I discovered that every conceivable radio appliance can be found in the Loomis school; and, strange to say, almost all of it was constructed by Miss Loomis herself. There is not a single wireless apparatus used on battleships, merchant vessels or land stations that she does not have for the benefit of her "boys."

In addition to the regulation classrooms, Miss Loomis has fitted up a combination carpenter, machine, electrical, drafting and blue print shop. She can operate a lathe, use a handsaw, a monkey wrench, pliers, or any of the tools incident to these trades.

"How would I know, or how could I teach, the practical side of radio unless I knew all about the apparatus, both inside and outside?" was her retort when I asked why she bothered about the workings of such a shop.

"No man," she continued, "can graduate from my school until he learns how to make any part of the apparatus. I give him a blue print of what I want him to do and tell him to go into the shop and keep hammering away until the job is completed. I want my graduates to be able to meet any emergency or mishap that may arise some day far out on the sea."

"Miss Loomis," I jokingly inquired, "if you work only 12 or 15 hours a day in your school, what do you do with all your spare time?"

"Oh, the rest of my time is devoted to the writing of textbooks and lectures on radio. I have just completed a book on the theory of radio. It goes to the publisher in a day or two."

Further questioning brought forth the information that previous to her debut in the radio field, Miss Loomis had gone in for music and languages.

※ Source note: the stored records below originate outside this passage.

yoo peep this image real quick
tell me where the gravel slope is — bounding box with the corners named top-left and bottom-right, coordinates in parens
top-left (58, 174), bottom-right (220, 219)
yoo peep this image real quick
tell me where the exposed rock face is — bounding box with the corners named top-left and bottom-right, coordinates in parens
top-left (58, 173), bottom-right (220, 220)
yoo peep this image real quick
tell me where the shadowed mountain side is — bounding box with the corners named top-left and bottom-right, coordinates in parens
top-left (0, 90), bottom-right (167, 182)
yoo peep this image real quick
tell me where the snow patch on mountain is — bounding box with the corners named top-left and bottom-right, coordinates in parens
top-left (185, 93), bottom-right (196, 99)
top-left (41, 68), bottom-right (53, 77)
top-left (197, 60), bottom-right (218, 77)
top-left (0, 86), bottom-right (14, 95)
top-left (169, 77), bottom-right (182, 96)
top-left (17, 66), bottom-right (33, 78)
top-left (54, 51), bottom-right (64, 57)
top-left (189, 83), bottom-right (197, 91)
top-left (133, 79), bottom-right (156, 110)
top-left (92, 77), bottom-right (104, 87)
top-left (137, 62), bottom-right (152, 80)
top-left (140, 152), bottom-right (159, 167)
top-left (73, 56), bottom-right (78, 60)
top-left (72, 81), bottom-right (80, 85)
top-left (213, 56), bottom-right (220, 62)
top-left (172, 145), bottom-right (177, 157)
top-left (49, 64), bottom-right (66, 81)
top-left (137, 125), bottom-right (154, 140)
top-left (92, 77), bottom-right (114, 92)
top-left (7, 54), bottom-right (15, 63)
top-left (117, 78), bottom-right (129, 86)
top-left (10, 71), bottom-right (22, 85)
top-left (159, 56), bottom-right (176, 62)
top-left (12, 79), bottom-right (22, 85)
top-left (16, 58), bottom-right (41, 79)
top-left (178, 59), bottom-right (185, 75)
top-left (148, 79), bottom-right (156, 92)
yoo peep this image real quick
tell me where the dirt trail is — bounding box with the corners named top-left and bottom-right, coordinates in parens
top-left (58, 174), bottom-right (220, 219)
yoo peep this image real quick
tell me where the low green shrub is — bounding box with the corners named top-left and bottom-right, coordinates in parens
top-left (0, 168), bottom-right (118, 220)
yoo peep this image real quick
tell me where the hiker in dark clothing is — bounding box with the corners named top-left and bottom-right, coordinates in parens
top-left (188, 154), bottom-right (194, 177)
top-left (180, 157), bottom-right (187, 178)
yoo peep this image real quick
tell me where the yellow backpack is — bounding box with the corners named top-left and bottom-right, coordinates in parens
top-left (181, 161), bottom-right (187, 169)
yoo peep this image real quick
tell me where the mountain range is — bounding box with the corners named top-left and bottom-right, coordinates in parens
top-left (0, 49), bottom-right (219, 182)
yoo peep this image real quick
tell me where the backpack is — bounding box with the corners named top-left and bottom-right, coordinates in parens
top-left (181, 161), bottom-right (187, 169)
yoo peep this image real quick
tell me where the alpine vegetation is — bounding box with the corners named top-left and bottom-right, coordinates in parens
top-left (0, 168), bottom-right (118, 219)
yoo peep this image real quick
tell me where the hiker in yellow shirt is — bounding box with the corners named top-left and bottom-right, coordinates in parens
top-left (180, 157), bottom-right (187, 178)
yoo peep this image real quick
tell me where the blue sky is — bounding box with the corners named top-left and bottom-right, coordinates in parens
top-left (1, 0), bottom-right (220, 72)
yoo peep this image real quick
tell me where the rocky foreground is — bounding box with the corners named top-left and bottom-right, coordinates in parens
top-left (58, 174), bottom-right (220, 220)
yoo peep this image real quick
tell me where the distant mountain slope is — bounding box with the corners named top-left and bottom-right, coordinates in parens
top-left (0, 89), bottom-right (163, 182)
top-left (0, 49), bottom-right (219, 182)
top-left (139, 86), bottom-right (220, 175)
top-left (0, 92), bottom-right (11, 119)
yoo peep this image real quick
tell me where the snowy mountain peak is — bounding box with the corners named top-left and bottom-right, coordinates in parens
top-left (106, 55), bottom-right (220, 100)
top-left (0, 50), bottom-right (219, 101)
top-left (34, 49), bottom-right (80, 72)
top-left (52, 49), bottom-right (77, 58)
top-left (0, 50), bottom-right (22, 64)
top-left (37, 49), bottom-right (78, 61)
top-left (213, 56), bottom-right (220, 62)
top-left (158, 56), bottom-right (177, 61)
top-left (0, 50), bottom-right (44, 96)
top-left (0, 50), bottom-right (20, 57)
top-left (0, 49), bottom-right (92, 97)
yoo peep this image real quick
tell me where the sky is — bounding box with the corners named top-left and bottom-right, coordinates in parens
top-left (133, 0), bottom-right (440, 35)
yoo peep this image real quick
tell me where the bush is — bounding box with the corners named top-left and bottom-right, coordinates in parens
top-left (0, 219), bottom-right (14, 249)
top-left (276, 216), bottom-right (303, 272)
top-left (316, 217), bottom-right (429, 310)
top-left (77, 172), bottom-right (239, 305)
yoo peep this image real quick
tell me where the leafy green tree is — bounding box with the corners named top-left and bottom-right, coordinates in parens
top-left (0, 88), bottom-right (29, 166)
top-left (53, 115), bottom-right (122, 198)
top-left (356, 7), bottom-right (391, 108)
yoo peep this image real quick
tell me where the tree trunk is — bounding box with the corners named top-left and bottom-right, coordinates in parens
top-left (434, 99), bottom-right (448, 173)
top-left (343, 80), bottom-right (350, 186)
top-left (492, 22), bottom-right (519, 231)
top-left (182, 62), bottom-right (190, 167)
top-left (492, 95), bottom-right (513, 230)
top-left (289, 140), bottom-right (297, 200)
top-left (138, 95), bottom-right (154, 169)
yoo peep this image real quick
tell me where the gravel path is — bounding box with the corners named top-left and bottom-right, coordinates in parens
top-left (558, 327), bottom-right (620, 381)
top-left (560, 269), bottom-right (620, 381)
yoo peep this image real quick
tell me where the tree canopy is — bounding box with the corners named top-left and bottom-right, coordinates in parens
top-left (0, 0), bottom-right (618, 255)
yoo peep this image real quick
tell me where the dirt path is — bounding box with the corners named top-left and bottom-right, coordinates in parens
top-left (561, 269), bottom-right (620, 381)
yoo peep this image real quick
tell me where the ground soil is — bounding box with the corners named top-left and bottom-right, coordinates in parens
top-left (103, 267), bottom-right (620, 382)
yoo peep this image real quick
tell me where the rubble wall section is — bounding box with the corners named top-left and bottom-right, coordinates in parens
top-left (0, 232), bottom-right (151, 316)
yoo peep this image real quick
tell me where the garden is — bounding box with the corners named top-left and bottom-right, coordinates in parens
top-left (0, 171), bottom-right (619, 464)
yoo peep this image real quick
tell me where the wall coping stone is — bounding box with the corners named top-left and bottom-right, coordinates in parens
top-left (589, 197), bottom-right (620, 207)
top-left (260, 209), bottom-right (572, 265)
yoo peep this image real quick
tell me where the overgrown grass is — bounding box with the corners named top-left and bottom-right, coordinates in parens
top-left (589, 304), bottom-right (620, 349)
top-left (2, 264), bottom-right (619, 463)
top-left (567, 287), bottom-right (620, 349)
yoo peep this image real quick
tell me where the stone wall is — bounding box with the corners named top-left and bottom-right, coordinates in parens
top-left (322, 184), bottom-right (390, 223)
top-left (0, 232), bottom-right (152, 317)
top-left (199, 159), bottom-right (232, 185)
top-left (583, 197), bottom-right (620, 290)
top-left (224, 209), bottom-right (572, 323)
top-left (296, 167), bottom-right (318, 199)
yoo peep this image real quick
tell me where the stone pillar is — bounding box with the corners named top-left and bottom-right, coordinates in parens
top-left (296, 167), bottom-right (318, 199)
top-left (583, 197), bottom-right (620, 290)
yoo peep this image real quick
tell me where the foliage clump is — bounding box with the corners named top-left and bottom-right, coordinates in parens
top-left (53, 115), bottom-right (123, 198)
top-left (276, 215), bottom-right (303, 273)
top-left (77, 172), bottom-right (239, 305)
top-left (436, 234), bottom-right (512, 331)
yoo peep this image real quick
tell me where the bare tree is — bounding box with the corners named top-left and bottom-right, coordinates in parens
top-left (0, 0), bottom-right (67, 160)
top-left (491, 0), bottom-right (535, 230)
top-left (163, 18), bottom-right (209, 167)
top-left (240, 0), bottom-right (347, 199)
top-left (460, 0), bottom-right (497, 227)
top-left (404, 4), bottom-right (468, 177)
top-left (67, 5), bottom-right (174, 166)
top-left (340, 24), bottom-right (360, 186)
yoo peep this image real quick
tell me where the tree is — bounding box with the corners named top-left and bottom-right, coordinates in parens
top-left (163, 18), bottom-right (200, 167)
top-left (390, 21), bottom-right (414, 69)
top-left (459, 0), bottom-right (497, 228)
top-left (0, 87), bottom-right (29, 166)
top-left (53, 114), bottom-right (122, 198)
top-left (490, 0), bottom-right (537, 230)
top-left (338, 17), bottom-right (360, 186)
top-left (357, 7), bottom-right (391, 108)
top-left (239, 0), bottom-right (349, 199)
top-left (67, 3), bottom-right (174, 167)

She can speak French, Italian and German.

"What is the explanation of that odd middle name - Texanna?" was the final question of the interview.

"That was given me by my mother in honor of the state where I first saw the light of day. You see, I happened to be born in a homesteader's shack away down in Texas, some miles from the historic town of Goliad."

Article reprinted from the Dearborn Independent, December 31, 1921.


Mary Texanna Loomis (8089) was the second child born to Alvin Isaac and Caroline (Dryer) Loomis. Though born on a homestead in Texas on August 18, 1880, by 1883 her parents had returned to Rochester, New York  and then on to Buffalo where Alvin became president of a large delivery and storage company. 

Little information is in the Loomis archives as to Mary's early life, but it is believed to have been a respectable middle class upbringing. Her academic acuity must have been great for her to learn four languages and then at about thirty years of age, venture into the world of radio, which was at that time, a province of only a select few experimenters and inventors, all of whom were men. 

And by the age of fifty, had founded a world class institution of radio learning, which provided fully trained graduates to the fledgling broadcast industry throughout the 1920's. As President and Lecturer of the Loomis Radio School, Mary also authored a definitive book on and aptly named "Radio Theory and Operating." This book became the textbook for her students and is still a highly sought after book today by those who are into early radio study and history.

The Loomis Radio School was located in Washington, D.C. at 401 Ninth St. N.W. and operated with the call letters 3YA. By 1920 it was offering a six month course enabling the graduate to obtain a first grade commercial radio license and by January of 1922 was offering a four year course with a degree in Radio Engineering bestowed on graduates.